Organizations with Agile finance functions focus on similarly short allocation cycles. Then use fast feedback loops and rolling forecasts to make their strategic decisions. They allocate as required by reality and not by what is demanded by long term plans.
Budgeting and finance functions should be as flexible and as autonomous as possible at the business unit level, while still being held accountable for driving results aligned to the organizational objectives.

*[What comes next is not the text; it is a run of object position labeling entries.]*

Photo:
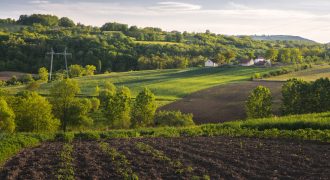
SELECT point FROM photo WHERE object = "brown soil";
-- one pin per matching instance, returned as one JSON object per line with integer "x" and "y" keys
{"x": 217, "y": 157}
{"x": 223, "y": 103}
{"x": 36, "y": 163}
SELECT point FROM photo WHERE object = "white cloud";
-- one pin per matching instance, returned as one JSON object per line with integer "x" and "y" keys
{"x": 38, "y": 2}
{"x": 175, "y": 6}
{"x": 233, "y": 18}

And really think like a venture capitalist. Invest more in the things that are showing measurable value delivery, and pull back or stop allocation to those that aren’t. Ruthless prioritization is your only pathway to riding this out.
Know When To Say No
An Agile finance function excels, in part, by funding the right things at the right time. To do that you must know when to say no. And be decisive about what is not getting funded.
An enterprise backlog of priorities needs to be crystal clear. Every funding request should be assessed as to how it will unlock the value of the overall priorities. How it helps execute the organizational vision. Funding everything means you are throwing your money away. It means nothing is actually a priority. Prioritization means choices.
Only focus on those things that align with the organization's top priorities. In our experience, usually, only 20% of the work your people are doing actually has value for your customers. The rest are things the customer doesn’t really want or need, and a not-insignificant percentage are things that nobody wants. But they still get funded. Because they were funded last year.
A strategic Agile finance function is defined as much by where they don’t allocate resources as to where they do. Just doing what you planned on doing in January is always a mistake, in this period.
The last thing organizations need these days is for their options to be limited by an outdated finance function that doesn’t deal well with rapidly changing plans. The economy will make it through COVID-19. Eventually. Don’t let resistance to change be the reason your organizations don’t make it through as well.